Tras varios días de mejoría, que llevaron a una fuente vaticana a confirmar el viernes a mediodía su salida del estado «crítico», el pontífice sufrió pocas horas después una «crisis aislada de broncoespasmo» que empeoró su estado.
Este sábado, el pontífice «alternó ventilación mecánica no invasiva con largos períodos de oxigenoterapia de alto flujo, respondiendo siempre bien», y realizó «fisioterapia respiratoria», indicó la Santa Sede,
«El pronóstico sigue siendo reservado», agregó el informe médico.

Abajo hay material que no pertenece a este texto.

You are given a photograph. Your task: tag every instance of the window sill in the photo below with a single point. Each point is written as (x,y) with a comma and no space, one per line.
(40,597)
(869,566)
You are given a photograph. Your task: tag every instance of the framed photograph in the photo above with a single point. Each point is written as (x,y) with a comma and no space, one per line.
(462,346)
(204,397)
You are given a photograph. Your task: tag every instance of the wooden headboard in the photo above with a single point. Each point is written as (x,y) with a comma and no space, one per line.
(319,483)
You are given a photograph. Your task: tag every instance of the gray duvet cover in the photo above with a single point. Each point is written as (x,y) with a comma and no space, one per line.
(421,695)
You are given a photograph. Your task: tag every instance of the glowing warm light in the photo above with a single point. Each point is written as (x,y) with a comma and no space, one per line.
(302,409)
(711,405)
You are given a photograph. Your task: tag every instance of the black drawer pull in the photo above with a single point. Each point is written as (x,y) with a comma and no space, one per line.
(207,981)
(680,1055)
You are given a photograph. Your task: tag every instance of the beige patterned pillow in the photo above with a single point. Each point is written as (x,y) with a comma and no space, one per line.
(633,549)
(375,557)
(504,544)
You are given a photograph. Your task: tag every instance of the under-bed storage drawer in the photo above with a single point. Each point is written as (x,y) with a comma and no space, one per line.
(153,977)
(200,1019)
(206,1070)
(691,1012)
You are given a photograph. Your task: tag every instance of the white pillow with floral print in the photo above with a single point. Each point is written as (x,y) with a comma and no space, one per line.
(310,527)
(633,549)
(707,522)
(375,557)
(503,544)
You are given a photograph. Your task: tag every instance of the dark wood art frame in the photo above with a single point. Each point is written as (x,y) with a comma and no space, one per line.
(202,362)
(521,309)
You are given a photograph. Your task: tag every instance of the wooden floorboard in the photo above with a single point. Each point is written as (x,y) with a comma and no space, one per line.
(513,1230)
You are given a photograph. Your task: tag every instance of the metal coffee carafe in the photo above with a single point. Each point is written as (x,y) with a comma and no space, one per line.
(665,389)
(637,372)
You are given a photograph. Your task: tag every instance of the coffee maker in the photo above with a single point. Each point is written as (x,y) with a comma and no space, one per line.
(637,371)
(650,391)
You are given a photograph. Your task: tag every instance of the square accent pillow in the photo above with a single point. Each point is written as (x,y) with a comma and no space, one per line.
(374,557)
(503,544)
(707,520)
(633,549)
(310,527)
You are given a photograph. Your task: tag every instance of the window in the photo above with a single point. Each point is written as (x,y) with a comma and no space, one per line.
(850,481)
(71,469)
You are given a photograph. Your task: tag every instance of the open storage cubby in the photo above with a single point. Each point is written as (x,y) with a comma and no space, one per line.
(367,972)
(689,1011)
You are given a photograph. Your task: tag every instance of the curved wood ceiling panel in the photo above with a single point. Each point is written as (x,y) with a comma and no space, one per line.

Esta hospitalización, la cuarta y más larga desde 2021, genera preocupación por los problemas previos que debilitaron su salud en los últimos años: operaciones en el colon y el abdomen, y dificultades para caminar.
El pasado sábado, Jorge Bergoglio ya sufrió un fuerte ataque de asma y necesitó incluso una transfusión de sangre.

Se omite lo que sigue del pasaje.